Is there an easy way to indent an unindented XML file?

Of course, significant whitespace between two adjacent elements or in mixed content should not be obscured or lost

The data have an encoding ISO-8859-1 and contain tons of XML entities defined in a DTD with external entity declarations in a subdirectory

sample input
<?xml version="1.0" encoding="ISO-8859-1"?><root><para><pnum>1</pnum><ptext>This is a sample of a very specific text <emph>called</emph> <term>description</term> which has 2 subtypes: <list><item><term>1.</term><p>precise</p></item><item><term>2.</term><p>fuzzy</p></item></list></ptext></para></root>

The output should look like this:

<?xml version="1.0" encoding="ISO-8859-1"?> <root> <para> <pnum>1</pnum> <ptext>This is a sample of a very specific text <emph>called</ +emph> <term>description</term> which has 2 subtypes: <list> <item> <term>1.</term> <p>precise</p> </item> <item> <term>2.</term> <p>fuzzy</p> </item> </list> </ptext> </para> </root>

Replies are listed 'Best First'.
Re: Indent XML data
by Anonymous Monk on Jan 22, 2025 at 16:34 UTC

    Have you tried xml_pp in the XML-Twig distribution?

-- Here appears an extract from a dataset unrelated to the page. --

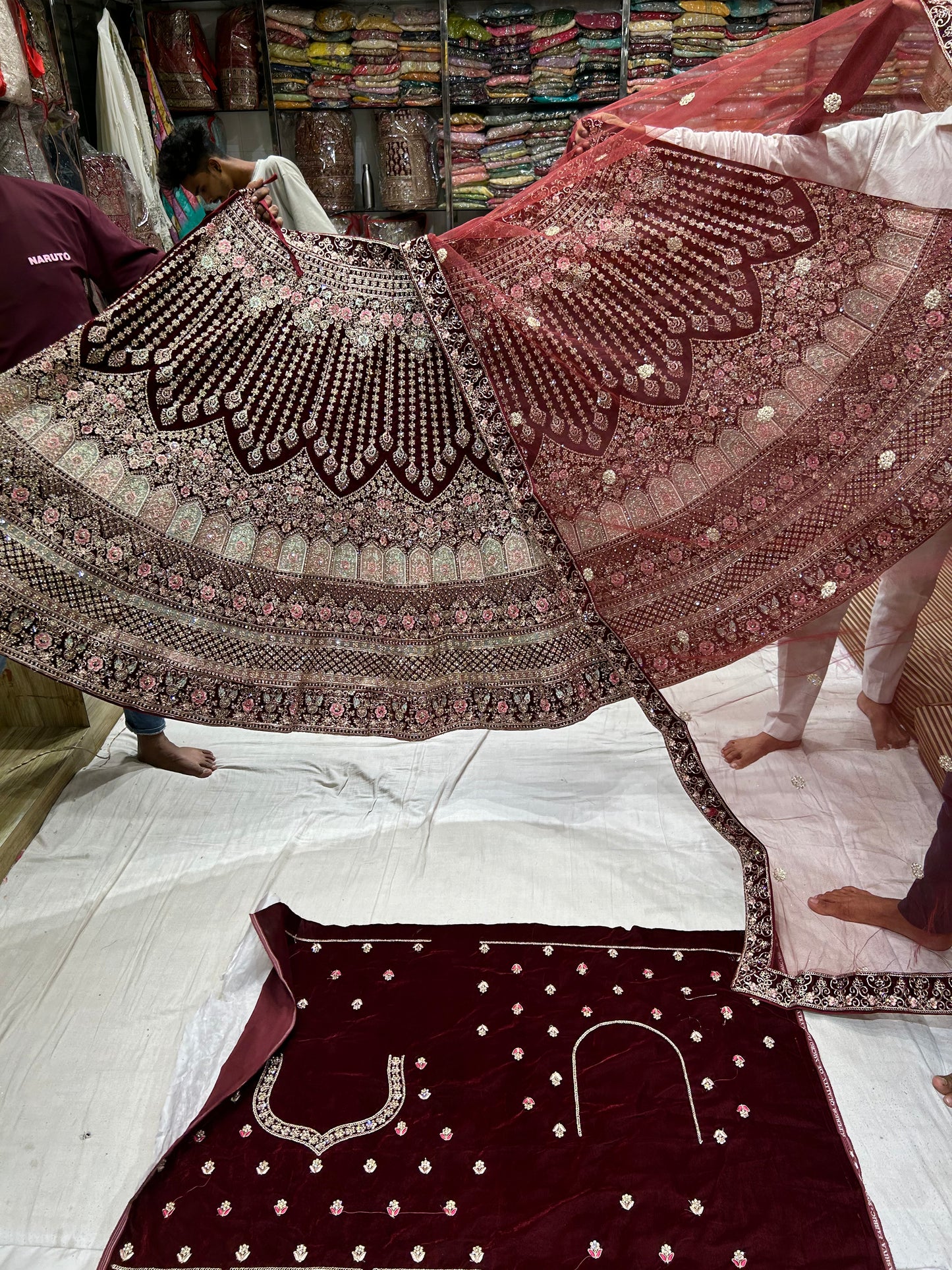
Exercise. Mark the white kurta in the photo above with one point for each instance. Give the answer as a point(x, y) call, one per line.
point(123, 125)
point(905, 156)
point(296, 202)
point(908, 156)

      First of all, thanks to all colleagues for your helpful feedback!

      XML::Twig does work, but it doesn't preserve the order of attributes.

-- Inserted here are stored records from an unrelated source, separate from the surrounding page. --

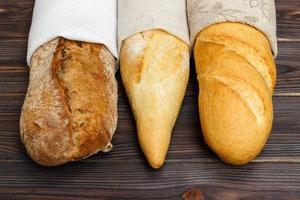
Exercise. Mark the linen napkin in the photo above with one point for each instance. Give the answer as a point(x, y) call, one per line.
point(260, 14)
point(136, 16)
point(92, 21)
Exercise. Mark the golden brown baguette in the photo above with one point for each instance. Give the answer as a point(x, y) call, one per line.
point(237, 76)
point(70, 110)
point(155, 72)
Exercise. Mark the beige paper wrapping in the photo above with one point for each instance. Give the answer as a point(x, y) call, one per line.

      I'm well aware that the order of attributes is typically not significant, as the content doesn't change. In my case, this is an issue because indentation is a preparatory step before diffing so that there would be a large number of false diffs caused by a changed order of attributes. What could I do?

      Besides that XML entities in attribute values are simply deleted (and I could not use UTF-8 in my environment).

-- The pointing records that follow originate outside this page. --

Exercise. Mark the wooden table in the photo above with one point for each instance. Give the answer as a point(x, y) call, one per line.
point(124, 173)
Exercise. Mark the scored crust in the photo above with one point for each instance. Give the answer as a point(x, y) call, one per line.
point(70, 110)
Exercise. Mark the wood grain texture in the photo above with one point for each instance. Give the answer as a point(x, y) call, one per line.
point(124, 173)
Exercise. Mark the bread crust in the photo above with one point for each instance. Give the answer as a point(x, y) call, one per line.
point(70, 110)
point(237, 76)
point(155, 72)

      How would that be done?

        xml_pp lists usage examples, linked from the module above...

Re: Indent XML data
by Fletch (Bishop) on Jan 22, 2025 at 16:32 UTC

    I'm sure someone's going to pipe up with one of the XML::* modules that I don't recall offhand but you could use xmllint (which most expat or xmllib installs should come with) and it's --format option to get at least started.

    $ xmllint --format --pretty 1 sample_txt.xml <?xml version="1.0" encoding="ISO-8859-1"?> <root> <para> <pnum>1</pnum> <ptext>This is a sample of a very specific text <emph>called</emph +> <term>description</term> which has 2 subtypes: <list><item><term>1. +</term><p>precise</p></item><item><term>2.</term><p>fuzzy</p></item>< +/list></ptext> </para> </root>

    The cake is a lie.
    The cake is a lie.
    The cake is a lie.

      I already tried that, but it doesn't work with my XML entities although my dtd is in the same directory and the entity declarations are in a subdirectory (detailed in the dtd).